This would mean the pool empties the share long more often, and I don't know the specified behavior under that condition.
In the case of Eligius, it would go toward the extra credit under the old system.
That's why it's not 100% expected value. If you get unlucky, you get unlucky. If you get lucky, the reward goes to the people who mined before you.
Any new miner basically starts with a fresh slate, and their shares enter the top of the share log with an estimated reward of 100% immediately. Older miners have zero effect on this, ever.
Start out as a new miner. Mine 16 shares. With average luck, you'll get paid for those 16 shares. With above average luck, you'll get paid for those 16 shares, and some people who mined before you also get paid for their shares.

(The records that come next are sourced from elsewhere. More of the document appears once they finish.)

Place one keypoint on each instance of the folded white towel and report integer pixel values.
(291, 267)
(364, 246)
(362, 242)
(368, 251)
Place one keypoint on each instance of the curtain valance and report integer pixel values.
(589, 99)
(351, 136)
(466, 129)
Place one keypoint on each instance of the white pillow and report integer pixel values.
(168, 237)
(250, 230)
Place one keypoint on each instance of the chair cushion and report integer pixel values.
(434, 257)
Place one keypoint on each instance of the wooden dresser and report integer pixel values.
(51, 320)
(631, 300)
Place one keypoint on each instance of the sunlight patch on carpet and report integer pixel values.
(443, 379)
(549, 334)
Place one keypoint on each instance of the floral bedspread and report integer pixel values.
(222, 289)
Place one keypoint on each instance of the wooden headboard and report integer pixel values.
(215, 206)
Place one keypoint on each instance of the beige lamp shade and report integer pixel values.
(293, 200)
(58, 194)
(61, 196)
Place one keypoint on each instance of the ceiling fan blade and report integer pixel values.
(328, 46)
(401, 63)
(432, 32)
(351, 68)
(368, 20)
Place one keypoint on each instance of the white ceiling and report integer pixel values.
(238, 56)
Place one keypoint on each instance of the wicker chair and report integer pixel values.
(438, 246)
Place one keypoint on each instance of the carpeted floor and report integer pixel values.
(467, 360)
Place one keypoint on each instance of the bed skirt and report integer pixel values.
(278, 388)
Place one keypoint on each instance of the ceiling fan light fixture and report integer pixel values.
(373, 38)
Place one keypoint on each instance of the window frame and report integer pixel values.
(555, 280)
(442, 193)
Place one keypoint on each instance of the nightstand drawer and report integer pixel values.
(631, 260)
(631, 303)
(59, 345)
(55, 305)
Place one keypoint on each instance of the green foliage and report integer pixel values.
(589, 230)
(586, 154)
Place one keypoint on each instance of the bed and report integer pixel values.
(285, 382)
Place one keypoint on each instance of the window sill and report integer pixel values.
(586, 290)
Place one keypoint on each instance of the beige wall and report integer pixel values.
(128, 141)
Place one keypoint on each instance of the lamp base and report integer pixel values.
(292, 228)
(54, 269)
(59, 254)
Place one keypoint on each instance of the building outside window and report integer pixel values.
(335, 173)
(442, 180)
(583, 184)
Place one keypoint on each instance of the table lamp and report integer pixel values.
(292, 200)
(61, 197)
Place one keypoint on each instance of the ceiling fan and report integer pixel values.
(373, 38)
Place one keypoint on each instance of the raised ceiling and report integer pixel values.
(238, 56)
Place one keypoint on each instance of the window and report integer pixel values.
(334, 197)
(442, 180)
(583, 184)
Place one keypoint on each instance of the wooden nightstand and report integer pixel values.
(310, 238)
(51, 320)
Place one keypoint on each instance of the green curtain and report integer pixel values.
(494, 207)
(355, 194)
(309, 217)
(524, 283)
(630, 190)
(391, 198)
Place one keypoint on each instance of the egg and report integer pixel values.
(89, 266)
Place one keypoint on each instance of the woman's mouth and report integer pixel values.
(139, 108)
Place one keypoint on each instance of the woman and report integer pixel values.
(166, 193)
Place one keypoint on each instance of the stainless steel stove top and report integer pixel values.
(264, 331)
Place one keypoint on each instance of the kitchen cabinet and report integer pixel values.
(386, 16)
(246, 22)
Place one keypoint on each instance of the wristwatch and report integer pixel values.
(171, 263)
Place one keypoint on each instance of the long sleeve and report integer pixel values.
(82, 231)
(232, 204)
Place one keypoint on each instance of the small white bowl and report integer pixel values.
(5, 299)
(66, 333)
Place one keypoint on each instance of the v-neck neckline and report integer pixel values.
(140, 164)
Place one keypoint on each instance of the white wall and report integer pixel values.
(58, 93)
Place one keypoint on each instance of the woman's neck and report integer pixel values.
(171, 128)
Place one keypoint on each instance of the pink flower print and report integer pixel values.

With bad luck, you get nothing.
Expected value is less than 100%, even if there are no orphans, unless you assume that Eligius lasts forever.
The expected long term reward with any pool reward system, unless the pool is somehow subsidizing orphans (which means it probably has a fee in excess of the orphan % anyway...) is 100% PPS minus orphan % minus fees (if any).
So, this is saying that it is expected for Eligius to last forever. 100% minus 0% minus 0% is not less than 100%.
The average expected value of everyone is 100%, but that doesn't mean the average expected value of each person is 100%.
You don't understand how the system works, please make sure you understand properly before making FUD-ish statements like this.
What was wrong about what I said above?